BP insisted the plant wasn’t a trial run toward a much larger GTL plant on Alaska’s North Slope, where BP, ConocoPhillips and ExxonMobil control at least 35 trillion cubic feet of stranded gas.
But GTL technology nevertheless has tantalized many Alaskans, who have waited in vain for construction of a conventional natural gas pipeline and who can envision converted gas sliding like oil down the existing trans-Alaska pipeline system.
U.S. Sen. Lisa Murkowski, in a Feb. 24 address to the Alaska Legislature, talked about GTL potential: “I believe it’s time for the State and the producers to consider selling a percentage of their sequestered gas into a small gas-to-liquids facility on the North Slope,” according to the prepared text of her speech. “I’m told that verifiable engineering studies show that one GTL plant’s upfront cost is about a billion dollars and can convert gas into about thirty thousand barrels of oil each day. That seems worth a pilot plant — this would at least add some new synthetic crude into TAPS and extend its life.”
‘Time is ripe’ for gas conversion In its May 3 press release, BP said the three engineering contractors will act as collaborators “to promote the commercialization of the BP/Davy Fischer Tropsch Process.”
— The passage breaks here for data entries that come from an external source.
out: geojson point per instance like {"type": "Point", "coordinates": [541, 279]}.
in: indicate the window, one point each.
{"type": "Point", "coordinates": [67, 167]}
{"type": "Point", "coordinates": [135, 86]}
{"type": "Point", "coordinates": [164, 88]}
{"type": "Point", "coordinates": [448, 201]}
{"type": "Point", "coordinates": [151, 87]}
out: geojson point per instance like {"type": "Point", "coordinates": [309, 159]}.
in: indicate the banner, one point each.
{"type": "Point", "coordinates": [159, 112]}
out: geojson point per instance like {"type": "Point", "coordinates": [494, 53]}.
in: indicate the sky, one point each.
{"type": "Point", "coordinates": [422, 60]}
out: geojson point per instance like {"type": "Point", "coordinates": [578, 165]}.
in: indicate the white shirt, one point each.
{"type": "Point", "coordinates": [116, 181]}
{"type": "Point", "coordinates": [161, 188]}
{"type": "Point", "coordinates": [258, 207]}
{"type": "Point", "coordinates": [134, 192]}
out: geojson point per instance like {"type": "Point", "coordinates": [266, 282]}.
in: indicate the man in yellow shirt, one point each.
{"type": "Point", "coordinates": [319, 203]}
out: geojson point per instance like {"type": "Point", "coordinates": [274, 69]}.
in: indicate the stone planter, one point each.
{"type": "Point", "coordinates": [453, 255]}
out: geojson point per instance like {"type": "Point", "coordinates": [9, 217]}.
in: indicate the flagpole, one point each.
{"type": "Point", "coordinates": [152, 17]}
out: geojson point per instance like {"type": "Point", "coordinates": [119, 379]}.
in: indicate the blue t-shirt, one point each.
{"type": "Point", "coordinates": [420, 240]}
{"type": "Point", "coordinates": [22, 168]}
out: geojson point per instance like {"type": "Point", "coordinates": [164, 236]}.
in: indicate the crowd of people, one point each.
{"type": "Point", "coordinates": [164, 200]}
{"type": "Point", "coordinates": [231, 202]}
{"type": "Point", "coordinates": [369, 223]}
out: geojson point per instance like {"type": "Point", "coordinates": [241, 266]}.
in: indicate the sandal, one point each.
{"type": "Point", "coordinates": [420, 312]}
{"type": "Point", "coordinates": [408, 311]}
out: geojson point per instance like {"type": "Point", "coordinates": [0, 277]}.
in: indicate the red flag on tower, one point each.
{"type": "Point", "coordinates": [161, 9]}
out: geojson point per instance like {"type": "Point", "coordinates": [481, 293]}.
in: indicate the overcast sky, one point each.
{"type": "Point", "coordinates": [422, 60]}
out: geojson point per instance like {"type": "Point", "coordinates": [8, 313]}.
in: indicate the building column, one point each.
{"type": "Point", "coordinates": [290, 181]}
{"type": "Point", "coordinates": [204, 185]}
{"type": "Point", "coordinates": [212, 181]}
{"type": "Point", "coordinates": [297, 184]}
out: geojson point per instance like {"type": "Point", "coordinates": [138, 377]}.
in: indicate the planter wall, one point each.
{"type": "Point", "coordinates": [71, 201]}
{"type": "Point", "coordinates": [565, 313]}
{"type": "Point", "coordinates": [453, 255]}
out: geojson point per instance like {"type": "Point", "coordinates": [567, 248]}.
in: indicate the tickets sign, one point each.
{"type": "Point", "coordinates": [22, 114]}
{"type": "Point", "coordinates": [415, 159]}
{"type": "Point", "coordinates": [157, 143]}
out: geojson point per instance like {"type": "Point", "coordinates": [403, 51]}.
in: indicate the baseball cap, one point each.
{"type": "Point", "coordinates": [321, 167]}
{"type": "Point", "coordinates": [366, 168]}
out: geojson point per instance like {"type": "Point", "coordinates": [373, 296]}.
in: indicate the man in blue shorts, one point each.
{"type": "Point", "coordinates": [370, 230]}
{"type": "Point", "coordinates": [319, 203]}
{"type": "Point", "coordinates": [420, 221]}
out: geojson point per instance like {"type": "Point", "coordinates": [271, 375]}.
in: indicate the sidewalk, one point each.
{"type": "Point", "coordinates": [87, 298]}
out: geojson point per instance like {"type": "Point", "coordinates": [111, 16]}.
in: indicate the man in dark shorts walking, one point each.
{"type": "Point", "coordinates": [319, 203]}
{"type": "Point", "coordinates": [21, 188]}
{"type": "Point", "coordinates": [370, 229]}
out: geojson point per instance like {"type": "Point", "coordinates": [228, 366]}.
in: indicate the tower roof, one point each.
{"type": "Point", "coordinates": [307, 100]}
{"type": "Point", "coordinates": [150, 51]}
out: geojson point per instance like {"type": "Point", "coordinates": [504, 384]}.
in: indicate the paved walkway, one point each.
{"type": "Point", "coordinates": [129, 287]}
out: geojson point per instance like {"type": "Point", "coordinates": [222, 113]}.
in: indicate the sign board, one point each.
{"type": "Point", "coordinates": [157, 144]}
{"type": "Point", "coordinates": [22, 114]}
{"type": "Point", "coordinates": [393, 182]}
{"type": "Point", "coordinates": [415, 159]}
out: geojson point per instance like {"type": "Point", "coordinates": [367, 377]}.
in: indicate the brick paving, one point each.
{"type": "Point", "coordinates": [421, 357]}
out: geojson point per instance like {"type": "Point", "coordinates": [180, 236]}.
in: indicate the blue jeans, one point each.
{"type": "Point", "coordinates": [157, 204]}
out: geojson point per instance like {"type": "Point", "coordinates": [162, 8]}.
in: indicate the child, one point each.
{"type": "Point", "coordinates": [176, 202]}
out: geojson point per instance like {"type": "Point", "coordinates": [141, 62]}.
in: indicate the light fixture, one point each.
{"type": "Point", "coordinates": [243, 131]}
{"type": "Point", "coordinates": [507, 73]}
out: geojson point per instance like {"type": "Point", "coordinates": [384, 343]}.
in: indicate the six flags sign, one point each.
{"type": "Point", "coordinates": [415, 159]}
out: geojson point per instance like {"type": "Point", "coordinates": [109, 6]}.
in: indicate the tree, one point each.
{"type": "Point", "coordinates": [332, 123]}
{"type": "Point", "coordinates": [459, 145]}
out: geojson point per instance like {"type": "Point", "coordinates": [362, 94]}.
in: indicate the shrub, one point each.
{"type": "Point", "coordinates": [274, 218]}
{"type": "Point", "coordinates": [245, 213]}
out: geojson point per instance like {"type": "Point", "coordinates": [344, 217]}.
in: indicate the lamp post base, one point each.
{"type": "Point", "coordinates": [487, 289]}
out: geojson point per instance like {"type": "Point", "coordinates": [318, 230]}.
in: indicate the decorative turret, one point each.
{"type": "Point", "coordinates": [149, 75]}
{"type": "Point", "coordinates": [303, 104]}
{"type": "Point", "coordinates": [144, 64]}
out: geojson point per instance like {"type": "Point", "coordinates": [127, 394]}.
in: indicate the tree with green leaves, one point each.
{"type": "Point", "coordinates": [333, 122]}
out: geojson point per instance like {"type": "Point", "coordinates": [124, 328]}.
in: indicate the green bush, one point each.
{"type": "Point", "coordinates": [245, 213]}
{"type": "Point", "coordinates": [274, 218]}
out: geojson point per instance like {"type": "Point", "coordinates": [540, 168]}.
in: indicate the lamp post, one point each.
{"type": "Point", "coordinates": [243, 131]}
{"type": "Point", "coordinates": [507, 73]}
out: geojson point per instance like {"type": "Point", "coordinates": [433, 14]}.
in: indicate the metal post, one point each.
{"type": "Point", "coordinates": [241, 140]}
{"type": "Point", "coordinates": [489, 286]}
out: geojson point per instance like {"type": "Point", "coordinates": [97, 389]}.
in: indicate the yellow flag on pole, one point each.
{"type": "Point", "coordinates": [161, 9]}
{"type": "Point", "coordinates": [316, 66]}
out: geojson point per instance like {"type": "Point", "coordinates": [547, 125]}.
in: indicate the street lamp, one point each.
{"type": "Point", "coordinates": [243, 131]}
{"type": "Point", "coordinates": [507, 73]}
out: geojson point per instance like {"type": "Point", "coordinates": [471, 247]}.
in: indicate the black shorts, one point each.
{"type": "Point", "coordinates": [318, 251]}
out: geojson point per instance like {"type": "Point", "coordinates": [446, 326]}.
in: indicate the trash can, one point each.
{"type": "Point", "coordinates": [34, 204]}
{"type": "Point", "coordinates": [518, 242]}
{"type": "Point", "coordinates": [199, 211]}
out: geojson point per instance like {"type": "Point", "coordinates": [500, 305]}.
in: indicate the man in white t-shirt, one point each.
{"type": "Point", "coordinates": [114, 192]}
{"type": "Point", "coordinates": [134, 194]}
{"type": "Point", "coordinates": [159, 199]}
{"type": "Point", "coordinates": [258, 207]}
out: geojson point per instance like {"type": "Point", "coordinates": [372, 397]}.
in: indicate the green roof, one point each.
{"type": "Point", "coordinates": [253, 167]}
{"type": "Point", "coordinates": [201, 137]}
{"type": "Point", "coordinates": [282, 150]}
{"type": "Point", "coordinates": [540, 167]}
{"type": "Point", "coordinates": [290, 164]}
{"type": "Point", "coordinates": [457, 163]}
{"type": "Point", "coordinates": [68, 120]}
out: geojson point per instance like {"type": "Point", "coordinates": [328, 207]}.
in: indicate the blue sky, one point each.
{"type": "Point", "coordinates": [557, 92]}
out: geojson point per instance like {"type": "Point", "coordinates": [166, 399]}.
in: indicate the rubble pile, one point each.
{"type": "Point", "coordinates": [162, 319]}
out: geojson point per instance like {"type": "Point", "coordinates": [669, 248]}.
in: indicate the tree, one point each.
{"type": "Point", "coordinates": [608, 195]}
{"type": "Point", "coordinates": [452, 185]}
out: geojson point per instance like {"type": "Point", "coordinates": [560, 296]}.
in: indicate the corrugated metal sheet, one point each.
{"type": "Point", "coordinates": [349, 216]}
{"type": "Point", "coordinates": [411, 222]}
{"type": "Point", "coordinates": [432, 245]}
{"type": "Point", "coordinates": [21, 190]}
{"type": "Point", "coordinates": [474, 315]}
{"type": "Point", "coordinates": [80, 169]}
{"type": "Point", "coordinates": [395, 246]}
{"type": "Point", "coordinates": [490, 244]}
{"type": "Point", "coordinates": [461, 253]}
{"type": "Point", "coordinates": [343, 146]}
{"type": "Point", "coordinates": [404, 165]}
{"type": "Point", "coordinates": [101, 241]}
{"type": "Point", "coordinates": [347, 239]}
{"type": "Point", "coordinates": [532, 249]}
The contractors “have signed agreements to work individually with BP/Davy to seek deployment opportunities for the proven BP/Davy Fischer Tropsch (FT) process that transforms syngas into liquid hydrocarbons,” BP said.
“We are very pleased to have gained the collaboration of these three leading contractors in our efforts to commercialize our FT process,” said Mark Howard, BP’s vice president for conversion technology. “Their involvement will help with the early identification and evaluation of opportunities, and ensure the availability of first class engineering resources familiar with our process to support potential licensees.”
Davy’s president, David Tomlinson, added: “We are pleased to see this technology move forward into the market place after extensive development and demonstration at a semi commercial scale. We believe the time is ripe for the conversion of stranded natural gas or coal reserves into liquid fuels especially with demand for liquid fuels at an all time high and the price of crude oil again rising on the international market.”